Pour comprendre cet attelage imposé par les clercs du bord de mer, deux faits majeurs. Les résultats des élections présidentielles de 2016 d’une part et, la disparition d’Issozet Ngondet d’autre part.
La province de l’Ogooué Ivindo ayant voté massivement le candidat Ali, les Emergents remuent ciel et terre pour préserver cet acquis. Et les résultats des dernières législatives où le PDG a fait le carton plein des élus de la province, ont conforté davantage cet engagement des populations avec le pouvoir. Il faut donc préserver cet acquis fragile au moment où, ailleurs, c’est la grise mine. Pour maintenir cette atmosphère de confiance, l’Ogooué Ivindo est la seule province à avoir six ministres dont un ministre d’Etat.

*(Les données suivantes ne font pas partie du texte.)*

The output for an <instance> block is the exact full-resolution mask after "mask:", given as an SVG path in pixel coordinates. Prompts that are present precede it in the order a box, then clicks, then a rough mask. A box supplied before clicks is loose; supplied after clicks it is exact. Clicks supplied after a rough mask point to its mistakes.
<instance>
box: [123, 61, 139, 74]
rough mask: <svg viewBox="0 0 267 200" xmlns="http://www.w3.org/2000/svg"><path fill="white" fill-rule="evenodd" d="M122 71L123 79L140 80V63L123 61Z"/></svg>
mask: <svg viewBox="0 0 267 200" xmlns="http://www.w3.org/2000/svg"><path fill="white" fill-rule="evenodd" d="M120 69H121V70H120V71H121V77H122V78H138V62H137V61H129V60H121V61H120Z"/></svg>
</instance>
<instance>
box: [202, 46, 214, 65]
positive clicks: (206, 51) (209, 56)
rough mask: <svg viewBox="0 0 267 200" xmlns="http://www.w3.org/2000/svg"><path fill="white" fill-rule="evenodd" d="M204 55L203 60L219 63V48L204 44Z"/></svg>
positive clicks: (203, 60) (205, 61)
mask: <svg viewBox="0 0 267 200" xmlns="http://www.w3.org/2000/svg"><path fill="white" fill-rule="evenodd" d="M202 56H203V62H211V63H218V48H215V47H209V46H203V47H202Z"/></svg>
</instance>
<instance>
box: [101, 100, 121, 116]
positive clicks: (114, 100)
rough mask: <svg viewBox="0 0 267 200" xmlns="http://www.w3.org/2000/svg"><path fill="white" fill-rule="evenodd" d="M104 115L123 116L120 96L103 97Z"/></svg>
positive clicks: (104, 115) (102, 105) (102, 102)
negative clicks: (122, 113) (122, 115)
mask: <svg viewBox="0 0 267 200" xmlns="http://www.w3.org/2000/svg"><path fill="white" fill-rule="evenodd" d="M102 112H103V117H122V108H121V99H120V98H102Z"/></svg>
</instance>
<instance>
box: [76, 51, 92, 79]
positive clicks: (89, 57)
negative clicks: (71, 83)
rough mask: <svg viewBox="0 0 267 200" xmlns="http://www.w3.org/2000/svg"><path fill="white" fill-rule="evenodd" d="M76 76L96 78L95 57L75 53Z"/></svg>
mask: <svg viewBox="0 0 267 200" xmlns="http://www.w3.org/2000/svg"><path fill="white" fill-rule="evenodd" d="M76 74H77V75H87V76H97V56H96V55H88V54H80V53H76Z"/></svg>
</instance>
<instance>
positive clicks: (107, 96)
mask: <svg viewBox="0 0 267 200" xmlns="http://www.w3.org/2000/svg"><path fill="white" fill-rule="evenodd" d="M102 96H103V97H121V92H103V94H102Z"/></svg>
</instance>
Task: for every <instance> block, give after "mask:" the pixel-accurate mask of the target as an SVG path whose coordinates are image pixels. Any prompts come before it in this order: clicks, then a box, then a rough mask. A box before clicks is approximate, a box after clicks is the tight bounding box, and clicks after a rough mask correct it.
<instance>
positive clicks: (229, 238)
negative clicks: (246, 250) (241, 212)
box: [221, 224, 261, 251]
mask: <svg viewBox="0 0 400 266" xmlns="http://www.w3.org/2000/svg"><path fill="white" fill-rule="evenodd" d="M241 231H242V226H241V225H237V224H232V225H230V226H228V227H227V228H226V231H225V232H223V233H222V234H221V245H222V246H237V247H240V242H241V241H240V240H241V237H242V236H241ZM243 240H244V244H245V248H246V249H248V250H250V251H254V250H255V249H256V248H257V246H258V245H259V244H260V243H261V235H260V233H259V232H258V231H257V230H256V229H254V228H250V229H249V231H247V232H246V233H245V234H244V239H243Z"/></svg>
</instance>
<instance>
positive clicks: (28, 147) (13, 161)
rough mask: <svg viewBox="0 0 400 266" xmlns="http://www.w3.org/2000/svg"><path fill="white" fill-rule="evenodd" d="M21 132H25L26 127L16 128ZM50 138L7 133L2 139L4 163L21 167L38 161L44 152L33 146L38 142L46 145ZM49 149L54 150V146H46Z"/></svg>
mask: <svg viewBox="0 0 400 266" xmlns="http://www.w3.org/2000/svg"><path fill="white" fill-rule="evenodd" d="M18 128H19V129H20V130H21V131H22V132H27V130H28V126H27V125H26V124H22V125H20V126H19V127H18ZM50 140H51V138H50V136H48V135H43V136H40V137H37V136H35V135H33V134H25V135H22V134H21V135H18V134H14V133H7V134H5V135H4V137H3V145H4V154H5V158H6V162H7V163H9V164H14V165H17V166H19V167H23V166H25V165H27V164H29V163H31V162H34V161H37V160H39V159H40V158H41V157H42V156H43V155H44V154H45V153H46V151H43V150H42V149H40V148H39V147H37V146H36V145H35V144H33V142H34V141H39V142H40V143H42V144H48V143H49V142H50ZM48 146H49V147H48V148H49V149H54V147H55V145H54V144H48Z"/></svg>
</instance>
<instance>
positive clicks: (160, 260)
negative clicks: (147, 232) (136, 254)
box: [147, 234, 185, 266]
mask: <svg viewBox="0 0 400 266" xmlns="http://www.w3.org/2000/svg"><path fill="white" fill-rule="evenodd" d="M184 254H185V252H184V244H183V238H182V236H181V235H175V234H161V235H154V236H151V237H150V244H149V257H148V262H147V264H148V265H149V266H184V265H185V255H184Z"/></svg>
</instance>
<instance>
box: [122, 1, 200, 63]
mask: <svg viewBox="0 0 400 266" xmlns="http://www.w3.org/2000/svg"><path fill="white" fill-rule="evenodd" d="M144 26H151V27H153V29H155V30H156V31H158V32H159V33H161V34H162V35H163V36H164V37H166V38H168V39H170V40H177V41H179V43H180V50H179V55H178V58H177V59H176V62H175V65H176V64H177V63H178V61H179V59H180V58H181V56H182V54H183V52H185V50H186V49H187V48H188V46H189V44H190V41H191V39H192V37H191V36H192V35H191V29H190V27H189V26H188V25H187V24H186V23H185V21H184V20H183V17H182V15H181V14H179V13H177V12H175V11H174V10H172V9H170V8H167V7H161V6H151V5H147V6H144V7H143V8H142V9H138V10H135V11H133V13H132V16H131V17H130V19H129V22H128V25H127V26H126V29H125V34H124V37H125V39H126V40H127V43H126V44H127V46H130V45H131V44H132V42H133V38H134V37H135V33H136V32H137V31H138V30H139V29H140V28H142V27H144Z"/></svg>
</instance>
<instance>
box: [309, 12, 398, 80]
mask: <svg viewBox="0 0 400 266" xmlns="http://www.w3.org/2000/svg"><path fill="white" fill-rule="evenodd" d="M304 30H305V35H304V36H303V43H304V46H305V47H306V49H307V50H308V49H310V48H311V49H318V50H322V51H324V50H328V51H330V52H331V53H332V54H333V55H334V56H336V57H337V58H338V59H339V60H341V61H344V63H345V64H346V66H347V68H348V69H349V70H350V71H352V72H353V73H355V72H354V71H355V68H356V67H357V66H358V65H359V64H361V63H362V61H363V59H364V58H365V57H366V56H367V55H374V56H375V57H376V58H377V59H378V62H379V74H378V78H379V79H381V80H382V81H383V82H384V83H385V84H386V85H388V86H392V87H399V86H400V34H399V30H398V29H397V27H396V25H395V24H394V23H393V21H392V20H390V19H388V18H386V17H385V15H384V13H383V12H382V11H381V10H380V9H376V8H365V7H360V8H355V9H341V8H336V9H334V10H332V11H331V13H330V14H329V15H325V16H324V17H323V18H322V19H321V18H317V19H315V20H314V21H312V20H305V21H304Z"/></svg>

Sur un autre plan, le décès de l’ancien Premier ministre Emmanuel Franck Issozet Ngondet, premier Kota à atteindre ce niveau de responsabilité, a failli jeter le trouble aussi bien sur les équilibres ethniques que politiques de la province. Les Kotas, minoritaires et marginalisés, ont cru leur influence à terme avec la disparition de leur représentant. Rassembleur et habile négociateur, Issozet Ngonde avait réussi le plus difficile : promouvoir les cadres de la province, toutes ethnies confondues, là où d’autres avant lui, ont utilisé le fait ethnique pour diviser.
Ce poste politique resté vacant ne pouvait être assumé par Bilié-By-Nze qui a toutes les peines à rassembler. Certains le jugeant hautain, renfermé, ne se préoccupant que de ses intérêts et de ses frères fangs. A priori ou simples vues d’esprits ? Seules les populations de l’Ogooué Ivindo peuvent répondre.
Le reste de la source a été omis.